L'autre jour, ayant entendu du bien d'un émulateur de PC, j'ai redémarré sous mon vieux Debian. J'ai trifouillé un peu pour faire marcher le driver wifi. J'ai fait les mises à jour, ça a installé un nouveau kernel, qui requiert de nouveaux drivers. J'ai re-trifouillé un peu pour faire marcher le driver wifi. Puis, histoire d'avoir des programmes un peu plus récents, je suis passé de Etch a Lenny. Ça a installé un nouveau kernel, qui requiert de nouveaux drivers, qui ne peuvent plus être installés séparément puisqu'ils sont supposés être inclus dans les dernières versions du noyau... En parallèle de ça, le driver son était en carafe. Tout a des limites, même le trifouillage. Plutôt que d'ajouter une autre couche par-dessus, autant réinstaller une Lenny fraîche. Et tant qu'on y est, pourquoi pas tester cette distribution dont tout le monde me dit du bien depuis des années?

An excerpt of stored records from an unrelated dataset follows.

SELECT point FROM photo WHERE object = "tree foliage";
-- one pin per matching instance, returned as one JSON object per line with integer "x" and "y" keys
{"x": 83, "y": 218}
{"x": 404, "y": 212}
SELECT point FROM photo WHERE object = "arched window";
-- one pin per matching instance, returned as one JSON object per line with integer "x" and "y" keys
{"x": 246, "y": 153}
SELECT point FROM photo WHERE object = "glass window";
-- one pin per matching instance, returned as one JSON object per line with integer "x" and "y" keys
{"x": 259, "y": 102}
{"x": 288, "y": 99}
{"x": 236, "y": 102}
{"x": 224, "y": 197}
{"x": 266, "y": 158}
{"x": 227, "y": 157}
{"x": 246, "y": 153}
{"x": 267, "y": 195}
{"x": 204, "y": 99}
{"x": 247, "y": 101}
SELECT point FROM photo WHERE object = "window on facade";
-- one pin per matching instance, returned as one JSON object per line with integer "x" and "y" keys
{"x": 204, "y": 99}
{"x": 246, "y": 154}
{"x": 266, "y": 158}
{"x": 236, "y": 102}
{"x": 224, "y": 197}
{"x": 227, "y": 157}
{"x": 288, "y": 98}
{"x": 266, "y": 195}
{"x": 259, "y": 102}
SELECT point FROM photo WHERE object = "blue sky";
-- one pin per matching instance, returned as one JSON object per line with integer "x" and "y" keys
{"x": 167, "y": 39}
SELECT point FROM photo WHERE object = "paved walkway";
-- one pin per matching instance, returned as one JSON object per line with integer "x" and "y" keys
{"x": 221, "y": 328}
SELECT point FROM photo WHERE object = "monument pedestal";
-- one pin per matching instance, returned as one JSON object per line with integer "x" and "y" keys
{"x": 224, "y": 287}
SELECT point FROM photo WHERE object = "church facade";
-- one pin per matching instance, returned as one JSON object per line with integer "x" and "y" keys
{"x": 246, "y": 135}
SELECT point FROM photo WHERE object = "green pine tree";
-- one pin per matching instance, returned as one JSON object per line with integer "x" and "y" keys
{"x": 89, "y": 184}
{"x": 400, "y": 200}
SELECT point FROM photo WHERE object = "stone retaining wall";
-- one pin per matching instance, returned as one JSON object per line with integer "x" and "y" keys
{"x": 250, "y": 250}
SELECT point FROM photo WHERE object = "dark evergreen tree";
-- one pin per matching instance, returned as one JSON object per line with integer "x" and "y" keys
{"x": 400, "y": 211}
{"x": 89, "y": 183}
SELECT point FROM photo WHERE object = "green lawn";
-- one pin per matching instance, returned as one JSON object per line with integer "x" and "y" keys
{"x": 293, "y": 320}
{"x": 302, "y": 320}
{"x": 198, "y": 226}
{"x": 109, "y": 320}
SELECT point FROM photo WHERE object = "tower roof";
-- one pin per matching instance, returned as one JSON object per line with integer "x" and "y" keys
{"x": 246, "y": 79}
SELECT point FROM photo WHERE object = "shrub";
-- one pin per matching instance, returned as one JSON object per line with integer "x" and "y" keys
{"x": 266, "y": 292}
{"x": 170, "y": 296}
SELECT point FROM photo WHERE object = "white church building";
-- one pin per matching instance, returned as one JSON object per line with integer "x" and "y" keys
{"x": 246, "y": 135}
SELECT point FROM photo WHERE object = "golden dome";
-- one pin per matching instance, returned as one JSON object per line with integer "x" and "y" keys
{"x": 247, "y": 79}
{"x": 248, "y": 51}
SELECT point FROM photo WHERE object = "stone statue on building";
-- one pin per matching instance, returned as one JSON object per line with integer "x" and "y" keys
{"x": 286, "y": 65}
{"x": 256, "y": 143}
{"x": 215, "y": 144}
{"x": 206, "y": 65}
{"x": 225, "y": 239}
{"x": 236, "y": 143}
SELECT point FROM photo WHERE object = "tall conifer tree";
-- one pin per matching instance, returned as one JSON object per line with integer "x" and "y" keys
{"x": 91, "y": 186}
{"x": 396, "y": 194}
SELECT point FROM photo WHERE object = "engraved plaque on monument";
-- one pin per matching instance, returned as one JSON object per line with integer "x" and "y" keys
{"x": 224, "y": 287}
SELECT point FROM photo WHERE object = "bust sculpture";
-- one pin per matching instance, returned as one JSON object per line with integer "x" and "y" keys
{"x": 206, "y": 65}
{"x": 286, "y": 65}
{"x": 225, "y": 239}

Me voici donc, réticent, à installer Karmic Koala sur la partition vacante. Eh bien force m'est de faire écho à toutes ces opinions que je me refusais à croire: Ça Marche. Le wifi marche, le son marche, les changements de version de noyau ne cassent rien. Certes, il y a plein de programmes qui ne me servent pas, mais je ne saurais m'en plaindre: Beaucoup placeraient les alphabets non-latins dans la catégorie des inutiles, et pourtant l'affichage du japonais marche dès l'installation; configurer le système de saisie m'a pris 5 minutes. Et le système d'accès à distance qui permet d'ouvrir par SSH ou FTP des fichiers comme s'ils étaient locaux, c'est la cerise sur le gâteau.
Me voici donc un heureux utilisateur d'Ubuntu. Je ne l'installerais pas sur un serveur, mais je ne peux que le recommander pour un desktop, en particulier pour les non-linuxiens.
Une chose que je n'explique pas, c'est l'outil de modification des partitions. La version live-on-CD inclut GParted, et pourtant l'outil utilisé par l'installeur (sur le même CD, donc) est à pleurer. Je suppose qu'ils ont profité du fait que la plupart des gens ne manipuleraient pas les partitions manuellement pour faire l'économie de quelques librairies.
On en vient donc a faire tourner XP sous VirtualBox. C'était loin d'être aussi simple que je m'y attendais. Par exemple, il faut créer un deuxième profile hardware et changer des drivers. Il faut ré-activer l'OS à chaque démarrage de la machine virtuelle. Il faut trouver un MBR ou une iso de CD qui boot sur le disque dur. Mais ça marche, et c'est déjà assez impressionnant. Je devrais peut-être émuler un Windows 7.